In one of my research projects, I needed to extract text from video files and create a CSV file that included sentiments expressed in the text. Manual extraction was time-consuming and costly. So, I explored Automatic Speech Recognition (ASR) systems and discovered OpenAI Whisper, known for its high accuracy in converting spoken words to text. Using the Whisper model, I efficiently extracted text from videos and generated a CSV file.
In this article, I'll guide you through the code I developed to seamlessly connect my Python script with the OpenAI API for video text extraction. By the end of this article, you'll be ready to use OpenAI Whisper for your video text extraction projects.

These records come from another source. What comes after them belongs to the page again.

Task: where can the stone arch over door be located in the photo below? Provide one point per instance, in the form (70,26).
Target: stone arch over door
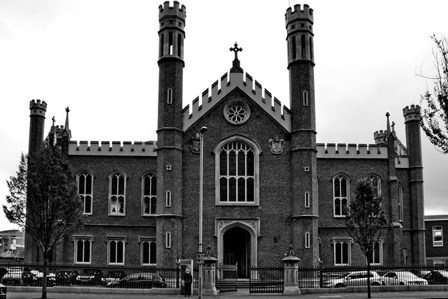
(251,226)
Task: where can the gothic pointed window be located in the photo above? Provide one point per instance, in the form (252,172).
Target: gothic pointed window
(237,172)
(117,194)
(340,195)
(149,197)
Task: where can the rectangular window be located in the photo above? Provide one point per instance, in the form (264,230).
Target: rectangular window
(117,194)
(168,240)
(305,98)
(149,196)
(377,254)
(307,240)
(342,252)
(116,252)
(307,199)
(168,199)
(83,250)
(302,42)
(169,96)
(437,236)
(340,196)
(148,251)
(294,47)
(400,203)
(85,191)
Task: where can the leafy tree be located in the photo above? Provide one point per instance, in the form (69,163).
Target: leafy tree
(435,105)
(365,220)
(43,201)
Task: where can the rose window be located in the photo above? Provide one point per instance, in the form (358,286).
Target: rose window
(236,112)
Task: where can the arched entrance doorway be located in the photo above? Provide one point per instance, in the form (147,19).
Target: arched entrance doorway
(237,250)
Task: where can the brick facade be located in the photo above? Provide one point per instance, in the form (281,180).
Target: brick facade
(285,179)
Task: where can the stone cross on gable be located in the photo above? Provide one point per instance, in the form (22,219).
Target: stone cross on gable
(236,50)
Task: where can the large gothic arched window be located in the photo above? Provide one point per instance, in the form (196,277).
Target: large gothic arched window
(237,172)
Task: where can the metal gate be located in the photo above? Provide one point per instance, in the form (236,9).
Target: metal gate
(266,280)
(227,280)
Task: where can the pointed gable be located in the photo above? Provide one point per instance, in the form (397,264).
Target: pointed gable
(236,78)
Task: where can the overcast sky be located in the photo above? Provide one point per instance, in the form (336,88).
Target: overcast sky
(100,58)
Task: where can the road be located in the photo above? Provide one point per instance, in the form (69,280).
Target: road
(242,295)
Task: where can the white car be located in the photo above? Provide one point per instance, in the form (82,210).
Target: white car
(358,278)
(403,278)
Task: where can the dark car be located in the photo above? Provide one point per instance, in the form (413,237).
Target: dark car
(35,278)
(437,277)
(90,277)
(113,275)
(3,271)
(66,278)
(139,281)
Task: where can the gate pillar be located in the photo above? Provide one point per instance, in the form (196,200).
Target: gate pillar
(209,274)
(291,274)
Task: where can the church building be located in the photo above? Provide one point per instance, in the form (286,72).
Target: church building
(264,182)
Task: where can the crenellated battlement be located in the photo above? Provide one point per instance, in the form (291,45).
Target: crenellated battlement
(116,148)
(228,82)
(411,113)
(299,13)
(166,10)
(38,107)
(351,151)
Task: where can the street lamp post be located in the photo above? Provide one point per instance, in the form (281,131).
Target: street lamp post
(201,206)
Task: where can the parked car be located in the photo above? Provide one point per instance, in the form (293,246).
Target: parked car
(35,278)
(358,278)
(13,276)
(403,278)
(90,277)
(27,277)
(437,277)
(66,278)
(113,275)
(139,281)
(3,271)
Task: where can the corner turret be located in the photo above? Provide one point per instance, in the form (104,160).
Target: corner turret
(171,33)
(412,120)
(299,27)
(38,109)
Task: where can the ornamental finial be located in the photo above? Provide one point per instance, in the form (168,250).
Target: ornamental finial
(236,50)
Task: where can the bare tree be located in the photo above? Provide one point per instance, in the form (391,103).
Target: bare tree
(435,105)
(43,201)
(365,220)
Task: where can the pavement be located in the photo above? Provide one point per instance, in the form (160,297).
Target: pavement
(241,294)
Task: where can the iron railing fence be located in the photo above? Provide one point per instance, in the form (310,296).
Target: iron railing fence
(262,279)
(13,273)
(266,280)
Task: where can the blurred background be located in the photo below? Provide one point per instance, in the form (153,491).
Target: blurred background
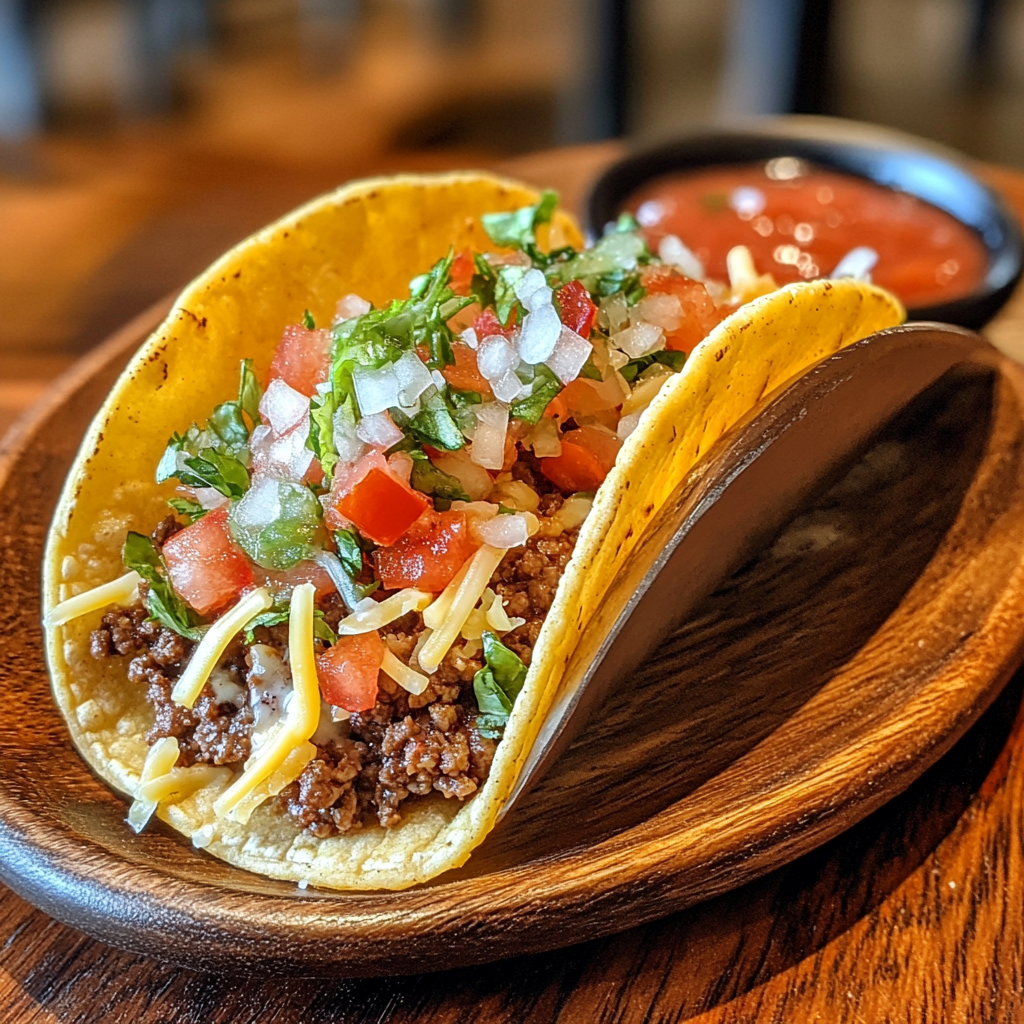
(139,138)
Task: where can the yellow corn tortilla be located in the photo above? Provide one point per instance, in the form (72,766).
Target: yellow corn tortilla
(372,238)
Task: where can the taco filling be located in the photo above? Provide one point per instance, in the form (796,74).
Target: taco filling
(424,468)
(318,629)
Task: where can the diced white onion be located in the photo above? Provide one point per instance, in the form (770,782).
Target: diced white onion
(531,290)
(508,387)
(857,263)
(504,530)
(378,389)
(665,311)
(496,356)
(545,439)
(672,251)
(379,430)
(488,441)
(377,614)
(348,445)
(409,679)
(613,312)
(539,334)
(282,407)
(638,340)
(351,305)
(414,378)
(739,263)
(569,355)
(261,504)
(517,495)
(628,424)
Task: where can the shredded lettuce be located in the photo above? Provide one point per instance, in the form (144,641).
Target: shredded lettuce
(216,455)
(497,685)
(140,554)
(187,508)
(290,538)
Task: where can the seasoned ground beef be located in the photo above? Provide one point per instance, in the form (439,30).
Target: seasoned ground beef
(407,745)
(526,581)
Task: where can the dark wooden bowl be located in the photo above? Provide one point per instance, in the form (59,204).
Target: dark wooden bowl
(815,684)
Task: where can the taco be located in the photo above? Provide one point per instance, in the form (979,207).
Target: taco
(351,590)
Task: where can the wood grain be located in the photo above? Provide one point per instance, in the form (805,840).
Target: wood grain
(867,928)
(848,657)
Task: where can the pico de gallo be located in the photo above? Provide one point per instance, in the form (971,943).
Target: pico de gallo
(361,550)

Setting Up OpenAI Whisper Model
To connect your Python script with OpenAI API, you need an OpenAI API key. You will need to sign up with OpenAI to retrieve your Key.
Next, you need to install the OpenAI Python library.
pip install openai
To connect with OpenAI API in your code, import the openai
module and set your OpenAI API key using the api_key
attribute of the openai
module.
Next, open the audio file you want to transcribe using the open()

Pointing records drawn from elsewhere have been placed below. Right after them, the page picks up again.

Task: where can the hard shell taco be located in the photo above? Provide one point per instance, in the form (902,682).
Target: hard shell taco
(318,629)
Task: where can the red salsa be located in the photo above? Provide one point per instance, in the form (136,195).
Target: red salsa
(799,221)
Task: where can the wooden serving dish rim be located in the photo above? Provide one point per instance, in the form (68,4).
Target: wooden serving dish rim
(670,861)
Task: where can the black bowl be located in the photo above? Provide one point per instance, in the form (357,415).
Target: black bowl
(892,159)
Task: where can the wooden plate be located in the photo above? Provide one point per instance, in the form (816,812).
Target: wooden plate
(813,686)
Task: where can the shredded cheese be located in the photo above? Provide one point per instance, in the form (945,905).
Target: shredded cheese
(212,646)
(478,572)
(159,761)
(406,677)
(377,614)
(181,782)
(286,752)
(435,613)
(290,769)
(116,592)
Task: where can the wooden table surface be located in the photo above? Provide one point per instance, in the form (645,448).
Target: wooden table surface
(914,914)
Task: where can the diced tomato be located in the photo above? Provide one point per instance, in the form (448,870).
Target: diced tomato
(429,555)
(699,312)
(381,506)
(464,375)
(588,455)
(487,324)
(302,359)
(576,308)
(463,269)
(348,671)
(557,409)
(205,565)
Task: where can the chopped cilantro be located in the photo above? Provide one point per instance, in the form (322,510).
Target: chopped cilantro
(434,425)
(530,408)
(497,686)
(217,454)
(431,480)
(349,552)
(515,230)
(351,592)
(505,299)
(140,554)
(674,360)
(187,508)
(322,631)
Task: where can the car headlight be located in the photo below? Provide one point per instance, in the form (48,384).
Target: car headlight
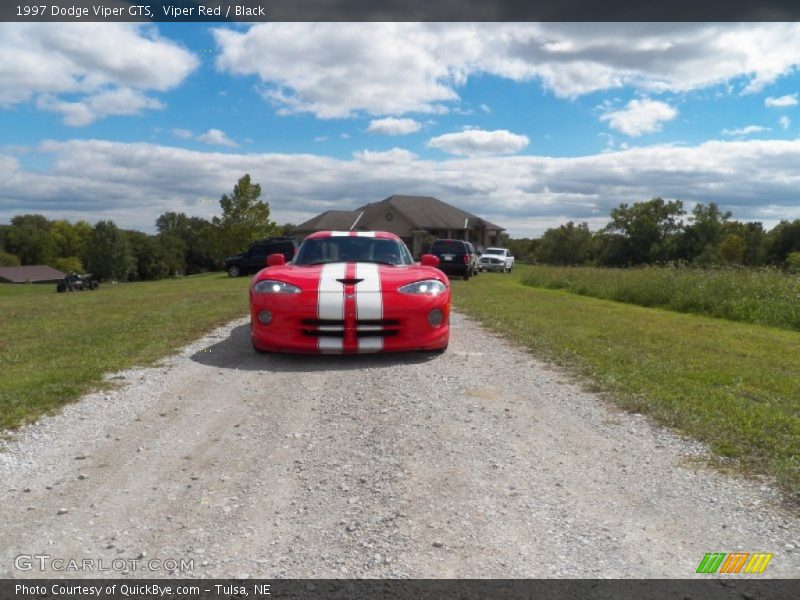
(271,286)
(433,287)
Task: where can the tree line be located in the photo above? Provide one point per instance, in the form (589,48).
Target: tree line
(183,245)
(660,232)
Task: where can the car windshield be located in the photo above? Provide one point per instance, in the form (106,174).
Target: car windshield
(317,251)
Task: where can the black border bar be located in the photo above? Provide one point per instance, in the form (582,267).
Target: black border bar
(716,588)
(398,10)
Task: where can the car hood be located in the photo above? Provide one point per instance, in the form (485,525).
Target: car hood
(307,277)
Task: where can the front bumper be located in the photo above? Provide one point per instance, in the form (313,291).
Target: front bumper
(296,328)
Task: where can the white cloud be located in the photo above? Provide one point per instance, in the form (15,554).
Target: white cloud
(394,126)
(745,130)
(477,142)
(217,137)
(120,101)
(184,134)
(104,64)
(395,155)
(133,184)
(341,69)
(782,102)
(640,117)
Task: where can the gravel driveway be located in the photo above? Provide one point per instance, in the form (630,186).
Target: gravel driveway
(481,462)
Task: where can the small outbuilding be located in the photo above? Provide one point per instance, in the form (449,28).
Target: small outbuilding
(30,274)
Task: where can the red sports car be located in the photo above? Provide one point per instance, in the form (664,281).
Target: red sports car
(350,292)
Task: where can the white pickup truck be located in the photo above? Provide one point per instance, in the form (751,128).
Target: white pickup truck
(496,259)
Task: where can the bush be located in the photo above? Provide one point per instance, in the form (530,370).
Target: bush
(68,264)
(8,260)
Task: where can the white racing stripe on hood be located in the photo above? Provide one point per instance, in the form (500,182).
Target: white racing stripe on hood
(369,303)
(330,303)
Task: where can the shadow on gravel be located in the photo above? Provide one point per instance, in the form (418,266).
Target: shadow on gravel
(236,352)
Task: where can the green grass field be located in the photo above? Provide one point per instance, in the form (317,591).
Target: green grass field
(55,347)
(734,385)
(761,296)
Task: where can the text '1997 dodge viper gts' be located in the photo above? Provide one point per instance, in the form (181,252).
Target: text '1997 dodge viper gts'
(350,292)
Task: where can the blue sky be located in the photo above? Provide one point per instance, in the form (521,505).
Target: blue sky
(529,125)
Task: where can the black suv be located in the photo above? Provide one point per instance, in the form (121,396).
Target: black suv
(456,257)
(255,258)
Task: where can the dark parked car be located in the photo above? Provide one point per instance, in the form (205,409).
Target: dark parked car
(456,257)
(255,258)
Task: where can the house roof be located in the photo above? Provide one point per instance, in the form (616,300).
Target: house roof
(32,273)
(337,220)
(423,212)
(427,212)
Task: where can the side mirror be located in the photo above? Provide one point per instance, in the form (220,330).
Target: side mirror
(276,260)
(429,260)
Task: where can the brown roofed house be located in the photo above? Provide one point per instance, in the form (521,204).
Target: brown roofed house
(30,273)
(416,219)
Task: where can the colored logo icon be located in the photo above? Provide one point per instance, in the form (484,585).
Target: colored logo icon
(735,562)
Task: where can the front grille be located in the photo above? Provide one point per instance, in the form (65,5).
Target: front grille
(365,327)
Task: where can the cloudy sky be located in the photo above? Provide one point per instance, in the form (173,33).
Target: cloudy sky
(528,125)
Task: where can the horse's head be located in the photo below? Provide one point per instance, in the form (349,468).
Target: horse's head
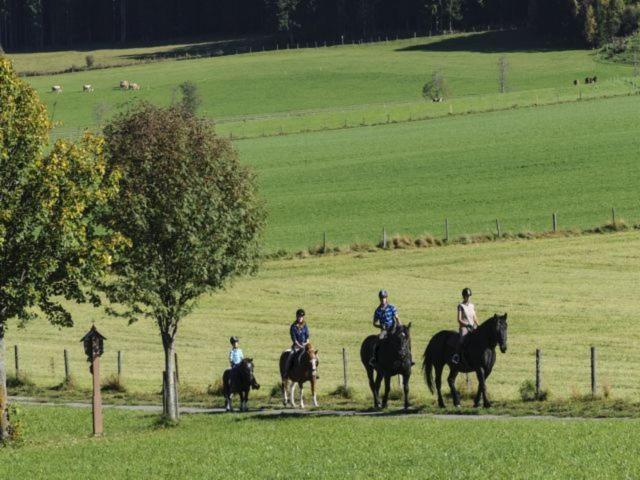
(403,333)
(313,359)
(247,370)
(501,331)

method and pass the file object to the Audio.transcribe()
method of the openai
module.
The first argument to the transcribe()
method is the whisper model name (whisper-1), and the second argument is the audio file object.
The transcribe()
method returns a dictionary in which you can access the transcribed text using the text
key. Here is an example:
import openai
openai.api_key = "your-api-key"
audio_file_path = open(r"D:\Dani Web\extract text from videos\videos\video_file_4.mp3", 'rb')

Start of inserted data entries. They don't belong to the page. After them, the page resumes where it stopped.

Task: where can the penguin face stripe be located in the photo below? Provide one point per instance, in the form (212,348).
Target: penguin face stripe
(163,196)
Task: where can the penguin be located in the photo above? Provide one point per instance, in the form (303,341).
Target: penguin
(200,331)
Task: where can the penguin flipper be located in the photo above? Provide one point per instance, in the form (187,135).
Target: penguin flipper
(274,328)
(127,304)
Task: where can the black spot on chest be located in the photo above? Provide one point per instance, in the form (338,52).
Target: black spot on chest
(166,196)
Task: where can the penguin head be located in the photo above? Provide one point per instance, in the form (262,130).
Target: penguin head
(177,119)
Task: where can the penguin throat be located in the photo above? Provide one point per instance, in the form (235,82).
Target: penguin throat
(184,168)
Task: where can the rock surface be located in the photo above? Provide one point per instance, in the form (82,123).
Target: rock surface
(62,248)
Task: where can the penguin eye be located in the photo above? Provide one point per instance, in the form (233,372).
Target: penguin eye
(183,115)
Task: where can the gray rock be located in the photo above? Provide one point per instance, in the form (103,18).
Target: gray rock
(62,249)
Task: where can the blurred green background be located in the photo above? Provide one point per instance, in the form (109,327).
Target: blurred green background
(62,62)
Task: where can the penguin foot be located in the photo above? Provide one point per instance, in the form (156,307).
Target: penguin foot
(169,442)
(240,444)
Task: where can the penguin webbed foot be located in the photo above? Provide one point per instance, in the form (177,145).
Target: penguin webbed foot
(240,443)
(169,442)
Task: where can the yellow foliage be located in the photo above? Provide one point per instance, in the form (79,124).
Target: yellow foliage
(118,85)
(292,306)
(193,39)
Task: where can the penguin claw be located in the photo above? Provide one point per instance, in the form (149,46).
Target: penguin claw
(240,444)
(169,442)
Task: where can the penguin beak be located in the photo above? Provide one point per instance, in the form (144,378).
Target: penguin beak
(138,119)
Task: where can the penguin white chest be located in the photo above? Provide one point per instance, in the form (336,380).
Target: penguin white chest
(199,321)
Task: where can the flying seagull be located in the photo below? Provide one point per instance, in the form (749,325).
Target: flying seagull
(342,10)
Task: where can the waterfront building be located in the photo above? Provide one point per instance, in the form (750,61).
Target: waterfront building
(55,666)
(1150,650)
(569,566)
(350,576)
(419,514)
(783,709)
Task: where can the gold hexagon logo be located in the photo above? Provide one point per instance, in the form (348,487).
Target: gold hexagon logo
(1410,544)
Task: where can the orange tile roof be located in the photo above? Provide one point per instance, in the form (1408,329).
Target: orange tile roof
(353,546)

transcript = openai.Audio.transcribe("whisper-1",
audio_file_path)
print(transcript)
Output:
{
"text": "Oh, how can anybody do that to their cat? Let it get so fat."
}
And that’s how simple it is to transcribe text using the Whisper model. However, it can become a little tricky when you have to transcribe multiple files.
In my case, I had to transcribe over 1000 video files. Therefore, I wrote some utility functions that convert videos to audio and extract text from audio files.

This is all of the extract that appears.